A collaborative study led by Dr. Heng-Jia Liu's team at the Zhejiang University-University of Edinburgh Institute (ZJE) and Professor Elizabeth Henske's group at Harvard Medical School has been published in European Respiratory Journal (one of the top-tier respiratory medicine journals), under the title *"Modulation of infiltrating CD206-positive macrophages restricts progression of pulmonary lymphangioleiomyomatosis.". The research team pioneered an integrated approach combining single-cell RNA sequencing, spatial transcriptomics, and macrophage-LAM cell coculture systems with clinical sample analysis. Their groundbreaking work provides the first evidence that CD206-positive immunosuppressive macrophages play a pivotal regulatory role in the progression of pulmonary lymphangioleiomyomatosis (LAM). The study demonstrates that targeted modulation of these macrophages using CD206-binding peptide (RP-182) effectively suppresses disease progression, establishing a novel immunotherapeutic intervention strategy for LAM treatment.

Lymphangioleiomyomatosis (LAM) is a rare cystic lung disease that almost exclusively affects women of reproductive age. It is essentially a low-grade neoplastic condition characterized by the proliferation of abnormal smooth muscle–like cells harboring TSC1 or TSC2 mutations. These cells infiltrate lung tissue, disrupt alveolar structures, and lead to clinical symptoms such as dyspnea, spontaneous pneumothorax, and chylothorax, eventually progressing to respiratory failure. Although mTOR inhibitors are currently approved for LAM treatment and can slow disease progression, symptoms typically recur upon discontinuation, and there is no curative therapy. The immune system plays a crucial role in the progression of many neoplastic diseases, with immunosuppressive M2-like macrophages known to promote tumor progression in various malignancies. However, the role of M2-like macrophages in LAM and their potential as therapeutic targets remain poorly understood.

https://publications.ersnet.org/content/erj/66/5/2500084

To elucidate the immune landscape of LAM, the research team constructed a single-cell transcriptomic atlas of human pulmonary LAM tissues. High-throughput single-cell RNA sequencing revealed that most macrophages within the lesions exhibit immunosuppressive M2-like characteristics, expressing canonical markers such as CD206 (MRC1) and CD163. Spatial transcriptomics and immunofluorescence analysis showed that M2 macrophages were frequently located adjacent to LAM cells, which highly expressed the chemokine CXCL12, a macrophage recruitment factor. These results suggest that LAM cells may establish a pro-tumor microenvironment by actively attracting and reprogramming macrophages into an M2-like state.

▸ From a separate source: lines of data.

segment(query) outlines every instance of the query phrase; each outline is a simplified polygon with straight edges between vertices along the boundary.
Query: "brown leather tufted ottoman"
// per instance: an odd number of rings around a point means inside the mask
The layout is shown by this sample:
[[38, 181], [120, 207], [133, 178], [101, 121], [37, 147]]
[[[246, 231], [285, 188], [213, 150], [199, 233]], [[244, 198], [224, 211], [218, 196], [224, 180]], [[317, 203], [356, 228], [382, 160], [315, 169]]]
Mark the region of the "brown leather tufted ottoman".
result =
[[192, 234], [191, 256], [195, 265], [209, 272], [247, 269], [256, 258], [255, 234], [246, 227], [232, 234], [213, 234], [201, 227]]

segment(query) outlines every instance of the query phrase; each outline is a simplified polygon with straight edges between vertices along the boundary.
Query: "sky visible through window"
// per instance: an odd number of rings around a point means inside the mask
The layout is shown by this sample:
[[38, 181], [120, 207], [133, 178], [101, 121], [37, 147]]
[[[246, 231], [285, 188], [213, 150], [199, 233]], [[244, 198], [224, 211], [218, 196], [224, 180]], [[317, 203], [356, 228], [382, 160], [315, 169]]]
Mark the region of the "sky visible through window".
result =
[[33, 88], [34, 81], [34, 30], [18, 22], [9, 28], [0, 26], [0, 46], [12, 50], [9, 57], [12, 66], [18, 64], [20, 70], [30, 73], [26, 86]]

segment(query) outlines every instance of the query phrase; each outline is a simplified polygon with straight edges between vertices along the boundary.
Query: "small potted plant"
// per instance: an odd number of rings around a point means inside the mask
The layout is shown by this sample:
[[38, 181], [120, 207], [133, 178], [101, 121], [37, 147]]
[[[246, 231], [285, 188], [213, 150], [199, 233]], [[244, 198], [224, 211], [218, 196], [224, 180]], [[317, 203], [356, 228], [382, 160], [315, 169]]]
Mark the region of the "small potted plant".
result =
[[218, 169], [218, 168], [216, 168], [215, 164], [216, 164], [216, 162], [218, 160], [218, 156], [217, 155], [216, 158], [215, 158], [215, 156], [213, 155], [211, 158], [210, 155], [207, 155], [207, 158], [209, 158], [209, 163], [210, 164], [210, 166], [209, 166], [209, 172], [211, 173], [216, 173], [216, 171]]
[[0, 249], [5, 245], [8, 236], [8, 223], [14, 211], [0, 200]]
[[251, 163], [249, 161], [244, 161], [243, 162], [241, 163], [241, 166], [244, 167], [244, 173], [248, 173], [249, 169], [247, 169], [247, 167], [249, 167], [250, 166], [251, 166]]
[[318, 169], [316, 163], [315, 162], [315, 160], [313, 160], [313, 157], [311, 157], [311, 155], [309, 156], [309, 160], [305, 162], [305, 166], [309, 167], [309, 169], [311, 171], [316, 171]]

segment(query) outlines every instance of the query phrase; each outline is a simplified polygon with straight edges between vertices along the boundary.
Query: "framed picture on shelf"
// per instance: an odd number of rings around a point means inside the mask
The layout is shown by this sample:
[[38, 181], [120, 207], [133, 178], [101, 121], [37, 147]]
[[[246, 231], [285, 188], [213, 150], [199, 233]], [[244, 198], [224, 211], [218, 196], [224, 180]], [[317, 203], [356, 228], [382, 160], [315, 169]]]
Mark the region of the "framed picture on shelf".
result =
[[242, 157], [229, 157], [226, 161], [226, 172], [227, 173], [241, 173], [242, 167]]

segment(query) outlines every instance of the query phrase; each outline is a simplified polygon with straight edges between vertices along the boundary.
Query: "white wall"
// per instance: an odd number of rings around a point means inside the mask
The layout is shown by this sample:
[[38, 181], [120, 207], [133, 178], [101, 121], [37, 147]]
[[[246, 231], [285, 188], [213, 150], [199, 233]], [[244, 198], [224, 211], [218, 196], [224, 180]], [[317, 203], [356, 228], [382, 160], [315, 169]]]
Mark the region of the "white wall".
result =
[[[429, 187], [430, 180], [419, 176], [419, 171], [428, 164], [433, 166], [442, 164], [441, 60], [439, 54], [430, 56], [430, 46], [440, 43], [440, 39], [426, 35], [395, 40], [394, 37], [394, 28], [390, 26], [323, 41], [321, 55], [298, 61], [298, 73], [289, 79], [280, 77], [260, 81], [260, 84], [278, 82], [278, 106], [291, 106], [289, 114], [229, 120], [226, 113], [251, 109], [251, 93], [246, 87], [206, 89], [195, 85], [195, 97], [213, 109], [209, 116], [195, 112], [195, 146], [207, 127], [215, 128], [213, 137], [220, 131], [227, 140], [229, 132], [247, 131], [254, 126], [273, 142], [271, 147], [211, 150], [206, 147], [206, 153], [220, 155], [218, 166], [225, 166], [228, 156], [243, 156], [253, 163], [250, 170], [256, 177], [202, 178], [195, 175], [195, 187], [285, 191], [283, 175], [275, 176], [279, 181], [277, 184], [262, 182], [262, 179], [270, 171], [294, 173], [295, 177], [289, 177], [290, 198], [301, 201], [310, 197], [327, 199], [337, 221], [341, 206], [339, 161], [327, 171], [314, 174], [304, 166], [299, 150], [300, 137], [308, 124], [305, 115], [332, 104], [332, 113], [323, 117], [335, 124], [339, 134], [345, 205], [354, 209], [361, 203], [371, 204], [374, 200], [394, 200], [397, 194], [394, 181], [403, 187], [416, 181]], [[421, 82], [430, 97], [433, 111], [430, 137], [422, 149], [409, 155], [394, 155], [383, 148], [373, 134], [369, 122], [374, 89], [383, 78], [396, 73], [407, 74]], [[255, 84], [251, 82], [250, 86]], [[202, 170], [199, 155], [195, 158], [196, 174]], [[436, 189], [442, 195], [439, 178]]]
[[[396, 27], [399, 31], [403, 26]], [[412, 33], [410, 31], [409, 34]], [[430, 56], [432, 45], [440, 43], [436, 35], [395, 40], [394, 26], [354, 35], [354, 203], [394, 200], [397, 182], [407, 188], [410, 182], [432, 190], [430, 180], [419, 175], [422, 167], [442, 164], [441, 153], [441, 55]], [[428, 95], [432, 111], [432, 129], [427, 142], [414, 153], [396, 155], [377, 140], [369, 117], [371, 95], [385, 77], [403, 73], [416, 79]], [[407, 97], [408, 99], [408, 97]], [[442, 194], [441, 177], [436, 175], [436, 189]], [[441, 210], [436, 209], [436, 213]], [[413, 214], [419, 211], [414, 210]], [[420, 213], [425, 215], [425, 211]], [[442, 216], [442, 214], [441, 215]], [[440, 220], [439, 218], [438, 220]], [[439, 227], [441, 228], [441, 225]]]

To further explore this mechanism, the team employed direct co-culture models of TSC2-deficient cells with either human or mouse macrophages. They found that macrophages upregulated M2-associated markers under the influence of TSC2-deficient cells. Moreover, in a subcutaneous TSC2-null tumor mouse model, the team evaluated the therapeutic potential of RP-182—a synthetic peptide that reprograms macrophages toward an anti-tumor M1 phenotype. RP-182 treatment significantly impaired tumor growth, highlighting a novel immunotherapeutic approach for LAM.

In summary, the study reveals that LAM cells recruit macrophages through CXCL12 signaling and promote their polarization into M2-like, immunosuppressive cells, creating a microenvironment conducive to disease progression. This research represents the first attempt to target M2-like macrophages in LAM using RP-182, establishing proof-of-concept for a new therapeutic strategy. The findings not only demonstrate a significant tumor-inhibitory effect in vivo but also offer fresh perspectives for developing immune-based therapies for this currently incurable disease. The study deepens our understanding of the LAM immune microenvironment and lays the groundwork for future precision immunotherapies targeting macrophage phenotypes.

Dr. Heng-Jia Liu, Principal Investigator at the ZJU-UoE Institute, is the first author and corresponding author of the paper. Bo-Xiang Wu (undergraduate, Class of 2021) and Yue Jin (graduate student, Class of 2024), both from Liu’s team, made substantial contributions to single-cell transcriptomics and spatial transcriptomic analyses as well as manuscript preparation and revision.

Heng-Jia Liu’s team has long focused on rare tumors driven by hyperactivation of the mTORC1 signaling pathway, including tuberous sclerosis complex (TSC) and lymphangioleiomyomatosis (LAM), with an emphasis on impaired immune responses and targeted therapeutic strategies. By integrating single-cell and spatial proteomics, transcriptomics, and preclinical models, the team has systematically uncovered immunosuppressive mechanisms within the tumor microenvironment. To date, the group has published more than 20 papers as first or corresponding author (including co–first and co–corresponding) in journals such as European Respiratory Journal, Nature Communications, Chest, and PNAS. The team leads a National Natural Science Foundation of China (NSFC) Young Investigator grant, has been selected for the Zhejiang Province Young Talent Program, and holds academic appointments including Honorary Lecturer at the University of Edinburgh.